Publicado 14/08/2025 08:12

Pesquisadores descobrem gene-chave que controla o desenvolvimento de células envolvidas na memória e no aprendizado

Região do cérebro onde novos neurônios são gerados (azul) ao longo da vida.
C. MEDINA - CSIC

MADRID 14 ago. (EUROPA PRESS) -

Uma pesquisa realizada no Centro de Neurociências Cajal-CSIC, em Madri, descobriu um novo mecanismo (o gene "Sox5") que controla como as células-tronco neurais adultas são geradas durante o desenvolvimento do giro dentado, uma região do hipocampo envolvida na memória e no aprendizado.

O estudo, liderado pelo chefe do Laboratório de Controle Molecular da Neurogênese, Dr. Aixa Morales, foi realizado em camundongos e se concentra nessas células neurais que permanecem em um estado de repouso conhecido como quiescência, no qual não são células maduras e não se dividem para gerar neurônios, mas podem ser ativadas quando necessário. Essa estratégia "quiescente" garante que elas não se esgotem prematuramente.

O que não era bem conhecido até agora era quais mecanismos garantem que sua entrada em quiescência seja correta e reversível. Assim, esse trabalho mostra que o gene 'Sox5' é "crucial" para estabelecer esse estado quiescente de forma equilibrada, dizem os autores. Estudos anteriores mostraram que o Sox5 é importante para a neurogênese adulta, e agora essa pesquisa mostra que ele também é necessário para a formação das próprias células-tronco neurais durante o desenvolvimento do giro dentado.

Os resultados do estudo publicado na PLOS Biology também revelam que a via de sinalização BMP (Proteínas Morfogenéticas Ósseas), que é fundamental para o desenvolvimento embrionário, é superativada quando o "Sox5" está ausente. A via BMP promove a quiescência e, na ausência do Sox5, ela é desregulada, impedindo o equilíbrio necessário entre a quiescência e a ativação das células-tronco.

"Ao inibir essa via com pequenas moléculas injetadas em camundongos sem 'Sox5', conseguimos reverter algumas das alterações causadas pela perda desse gene nas células-tronco neurais", explica Paula Tirado, pesquisadora do Centro de Neurociências Cajal e coautora do estudo.

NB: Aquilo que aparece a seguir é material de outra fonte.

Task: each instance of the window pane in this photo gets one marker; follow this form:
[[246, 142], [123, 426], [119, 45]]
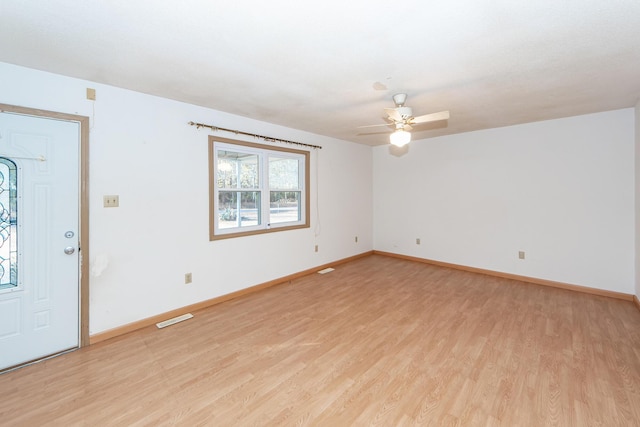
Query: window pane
[[8, 224], [237, 170], [238, 209], [283, 174], [284, 206]]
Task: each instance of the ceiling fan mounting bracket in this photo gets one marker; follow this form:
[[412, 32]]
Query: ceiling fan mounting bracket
[[400, 99]]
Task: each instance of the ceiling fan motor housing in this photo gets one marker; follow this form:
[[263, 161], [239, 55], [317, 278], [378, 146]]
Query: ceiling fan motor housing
[[405, 112]]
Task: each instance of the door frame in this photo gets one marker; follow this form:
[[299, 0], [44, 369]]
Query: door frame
[[83, 273]]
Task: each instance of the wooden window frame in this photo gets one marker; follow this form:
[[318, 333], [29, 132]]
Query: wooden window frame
[[265, 227]]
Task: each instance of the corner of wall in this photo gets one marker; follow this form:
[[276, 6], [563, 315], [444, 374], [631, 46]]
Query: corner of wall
[[637, 199]]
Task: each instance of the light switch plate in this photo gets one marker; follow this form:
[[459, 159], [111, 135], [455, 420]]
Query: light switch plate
[[111, 201]]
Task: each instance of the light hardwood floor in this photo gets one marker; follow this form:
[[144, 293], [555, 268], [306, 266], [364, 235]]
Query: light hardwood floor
[[379, 341]]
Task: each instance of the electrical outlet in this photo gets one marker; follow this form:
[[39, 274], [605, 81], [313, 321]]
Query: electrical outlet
[[111, 201]]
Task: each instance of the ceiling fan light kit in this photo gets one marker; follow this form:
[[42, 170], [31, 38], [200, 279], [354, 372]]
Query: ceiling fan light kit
[[400, 138], [402, 117]]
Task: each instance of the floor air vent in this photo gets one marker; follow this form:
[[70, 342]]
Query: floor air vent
[[174, 320]]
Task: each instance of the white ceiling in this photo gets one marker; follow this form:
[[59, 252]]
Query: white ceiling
[[330, 66]]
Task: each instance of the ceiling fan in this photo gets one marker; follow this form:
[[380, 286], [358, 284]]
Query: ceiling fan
[[402, 117]]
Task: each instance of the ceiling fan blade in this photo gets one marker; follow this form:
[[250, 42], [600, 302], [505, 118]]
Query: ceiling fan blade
[[394, 114], [373, 126], [433, 117]]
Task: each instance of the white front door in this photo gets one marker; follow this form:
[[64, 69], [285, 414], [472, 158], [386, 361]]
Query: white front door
[[39, 235]]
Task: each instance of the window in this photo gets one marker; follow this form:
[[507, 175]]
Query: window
[[256, 188], [8, 224]]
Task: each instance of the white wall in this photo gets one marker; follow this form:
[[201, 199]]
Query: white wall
[[143, 150], [637, 195], [560, 190]]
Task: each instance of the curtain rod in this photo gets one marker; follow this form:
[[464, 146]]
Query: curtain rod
[[266, 138]]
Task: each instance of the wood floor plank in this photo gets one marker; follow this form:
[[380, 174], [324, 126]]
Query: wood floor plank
[[380, 341]]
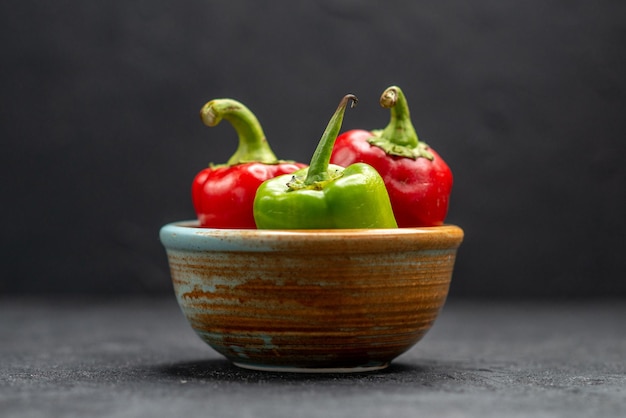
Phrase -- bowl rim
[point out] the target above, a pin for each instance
(188, 235)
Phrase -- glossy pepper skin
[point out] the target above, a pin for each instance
(418, 180)
(325, 196)
(223, 195)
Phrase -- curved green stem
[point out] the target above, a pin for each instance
(318, 168)
(399, 136)
(253, 146)
(400, 130)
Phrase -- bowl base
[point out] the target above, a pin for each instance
(287, 369)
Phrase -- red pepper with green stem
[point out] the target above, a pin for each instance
(223, 195)
(418, 180)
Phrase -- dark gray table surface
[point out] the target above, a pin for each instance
(139, 358)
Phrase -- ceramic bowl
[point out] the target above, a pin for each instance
(311, 301)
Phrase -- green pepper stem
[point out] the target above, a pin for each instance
(400, 130)
(318, 168)
(253, 146)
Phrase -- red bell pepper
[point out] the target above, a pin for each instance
(223, 195)
(418, 180)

Essa descoberta abre as portas para possíveis estratégias terapêuticas destinadas a modular a via da BMP em contextos de perda neuronal, como o envelhecimento ou doenças neurodegenerativas.

Outra descoberta relevante é a identificação de uma janela de tempo "crítica" durante a segunda semana após o nascimento, na qual o equilíbrio certo é estabelecido entre dois estados de repouso das células-tronco neurais: um estado profundo que as mantém inativas por longos períodos e outro superficial, no qual elas estão mais próximas da ativação.

Durante essa janela de tempo, o Sox5 limita a entrada de células-tronco neurais no estado de repouso superficial, o que é essencial para evitar uma superprodução transitória de neurônios na juventude, o que poderia esgotar o pool de células-tronco e, assim, reduzir a capacidade regenerativa do cérebro na idade adulta, observam os autores.

Além disso, em humanos, as mutações no gene SOX5 estão ligadas à síndrome de Lamb-Shaffer, uma doença rara que se manifesta com distúrbios de linguagem, deficiência cognitiva e traços do espectro do autismo. Esse novo trabalho fornece uma estrutura para aprofundar os mecanismos celulares alterados nesses pacientes e explorar futuras abordagens de tratamento, observa o estudo.

Ele também mostra a importância de desvendar as pistas genéticas que promovem a neurogênese adulta durante o desenvolvimento e abre a porta para a criação de estratégias para ativar células-tronco neurais em situações de perda neuronal, como ocorre em doenças neurodegenerativas, conclui.